President Barack Obama’s failure to secure another 90 day settlement “freeze” from Israel could prove to be a clarifying moment. It has immediately prompted media discussion of the disintegration of the two-state solution and the reality that Israel could become an apartheid state (leaving aside the fact that Israel is already one).
While obviously not supportive of any move towards a democratic, secular and equal state for all, Thomas Friedman warns of the coming future:
What this means, argues the Hebrew University philosopher Moshe Halbertal, is that the window for a two-state solution is rapidly closing. Israel will end up permanently occupying the West Bank with its 2.5 million Palestinians. We will have a one-state solution. Israel will have inside its belly 2.5 million Palestinians without the rights of citizenship, along with 1.5 million Israeli Arabs. “Then the only question will be what will be the nature of this one state — it will either be apartheid or Lebanon,” said Halbertal. “We will be confronted by two horrors.”

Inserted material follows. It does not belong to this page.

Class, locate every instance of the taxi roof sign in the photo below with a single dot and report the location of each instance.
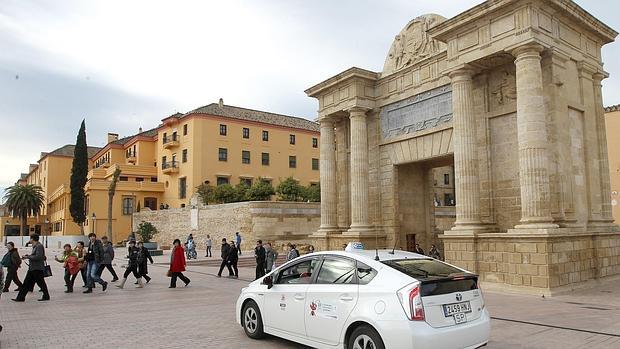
(354, 246)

The Associated Press has a much better article up about how “the utter lack of progress in peace talks and continued Jewish settlement in the West Bank has many people warning that Israel might instead be headed toward a one-state reality”:
Israel is creating facts on the ground with the construction of hundreds of new housing units in the West Bank. Each additional settler, critics warn, deepens an already great intertwining of the two peoples and will make it more difficult to carve out a separate Palestine
Both Friedman and the AP’s framing of the issue put Israeli fears about a one-state solution as paramount, ignoring the potential benefits Israel/Palestine as one-state could have.
But it’s an important moment to catalog: the one-state solution, and the apartheid word, is slowly entering into the mainstream as a result of the Obama administration’s utter failure to produce anything substantive out of peace talks.